Борис Иванович Морозов дороже хлеба, меда и вина ценил едучую калийную соль, добываемую из золы, — поташ. На ней он получал до тридцати копеек чистой прибыли па пуд. Казна скупала поташ и отправляла за границу: голландские стекольщики, английские текстильщики и мыловары испытывали постоянный поташный голод. Приволжские леса переводились на золу, зато из привозного серебра Монетный двор шлепал копейки. Вечно голодная война сжирала их.
Морозов выговаривал приказчику в письме, что прошлым летом он поставил мало поташа. Придется увеличить «меру» — норму золы на человека. В поташные майданы спешно подбирались работные люди, которых можно было бить батогами и крючить в «огибях» — рогатках, надеваемых на шею. Золу к печам возили крепостные — так было выгоднее. Боярин добавлял в письме: «А котору золу худу привезут, тех бить батоги и ту худу золу велеть высыпать у них наземь».
Весной боярин слал иные письма: «А коли на меня доведетца пахать земли побольше, и крестьян велеть загнать и на меня заставить пахать дня 3 или 4 или сколько доведетца. А после того крестьянам дать пахать на себя дня 2, чтоб у них пашня не залегла. А в жнитво и сенокос тоже на меня работать загнать всех вдруг…» Исполнительный Шанский выбрал все летние сроки барщины, на золу времени почти не оставалось. Крестьяне взвоют и побегут, как только он поднимет «меру» золы. Но если промысел сорвется, лучше уж сразу вешаться…

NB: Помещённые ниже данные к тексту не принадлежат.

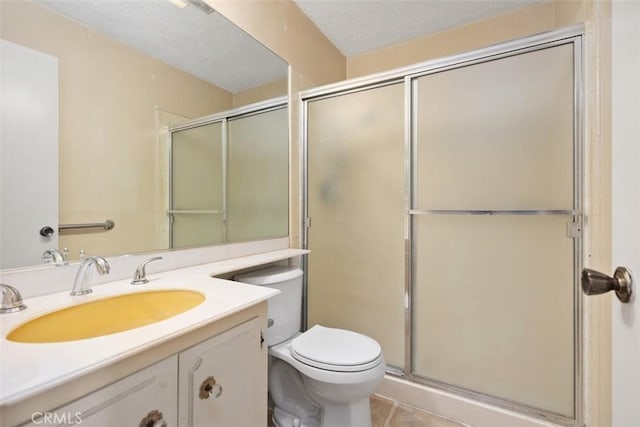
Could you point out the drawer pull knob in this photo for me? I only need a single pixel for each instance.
(153, 419)
(209, 388)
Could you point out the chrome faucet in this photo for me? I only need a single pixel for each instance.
(81, 285)
(140, 276)
(53, 256)
(11, 299)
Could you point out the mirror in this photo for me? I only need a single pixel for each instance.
(130, 72)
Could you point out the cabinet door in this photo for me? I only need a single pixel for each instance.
(124, 403)
(223, 381)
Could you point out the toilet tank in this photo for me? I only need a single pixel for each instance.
(285, 309)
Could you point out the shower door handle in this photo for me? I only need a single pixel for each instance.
(596, 283)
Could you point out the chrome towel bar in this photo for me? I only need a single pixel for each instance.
(107, 225)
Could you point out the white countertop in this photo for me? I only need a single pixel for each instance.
(27, 369)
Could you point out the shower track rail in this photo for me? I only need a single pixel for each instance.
(494, 212)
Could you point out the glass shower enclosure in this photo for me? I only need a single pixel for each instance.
(445, 204)
(229, 177)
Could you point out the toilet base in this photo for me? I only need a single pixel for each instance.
(357, 414)
(282, 418)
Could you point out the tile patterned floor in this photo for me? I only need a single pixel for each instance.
(387, 413)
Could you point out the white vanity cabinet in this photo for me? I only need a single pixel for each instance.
(220, 380)
(213, 376)
(145, 395)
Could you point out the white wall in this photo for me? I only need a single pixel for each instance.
(626, 207)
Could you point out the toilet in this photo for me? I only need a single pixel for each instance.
(319, 378)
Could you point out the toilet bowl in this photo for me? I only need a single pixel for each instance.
(319, 378)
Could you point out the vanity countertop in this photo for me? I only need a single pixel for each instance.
(27, 369)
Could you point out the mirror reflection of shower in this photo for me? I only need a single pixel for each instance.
(228, 177)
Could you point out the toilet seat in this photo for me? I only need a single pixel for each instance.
(336, 350)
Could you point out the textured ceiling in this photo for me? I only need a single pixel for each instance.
(213, 49)
(358, 26)
(207, 46)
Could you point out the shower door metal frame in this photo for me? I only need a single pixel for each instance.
(223, 118)
(571, 35)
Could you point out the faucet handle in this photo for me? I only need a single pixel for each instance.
(11, 299)
(140, 276)
(53, 256)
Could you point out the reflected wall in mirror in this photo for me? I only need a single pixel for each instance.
(128, 71)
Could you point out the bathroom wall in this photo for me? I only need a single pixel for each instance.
(260, 93)
(282, 27)
(531, 20)
(96, 73)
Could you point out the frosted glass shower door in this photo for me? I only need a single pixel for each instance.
(258, 176)
(356, 203)
(197, 186)
(494, 197)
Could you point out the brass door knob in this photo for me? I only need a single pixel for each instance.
(153, 419)
(596, 283)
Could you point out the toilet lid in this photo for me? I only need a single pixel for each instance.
(336, 349)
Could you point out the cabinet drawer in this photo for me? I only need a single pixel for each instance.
(223, 381)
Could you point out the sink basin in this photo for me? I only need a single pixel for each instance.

Лето утекает безоглядно, подобно беглому холопу. Помедлишь и поленишься — потеря, зато любое твое усилие и плод его падают как бы в железную кубышку: вот выкормил телка на мясо, сметал сено, собрал скудные, как и ожидалось, озимые. Не упустить продернуть репу, не единожды прополоть гряды на огороде. Приказчик велел набрать малины для красного меду — бабий день на боярина записан. Некогда оглянуться на восход, перекреститься. Еще неделю яровые перестоят, осыпются.
Максим в то лето жил особенно нетерпеливо. Соки, в нем забродившие, кидались не в дурную кровь, а наполняли смыслом всякую его работу. Сено невесомо взвивалось на вершину стога, перышком летал топор, земля под сошником казалась легкой и рассыпчатой, как каша, притомленная в печи. Мужающее тело, ум и сердце согласно готовились к нелегкой и сладкой жизни хозяина, отца. Трудилась в нем сама природа, преступно и опасно было удерживать, травить и гнуть ее.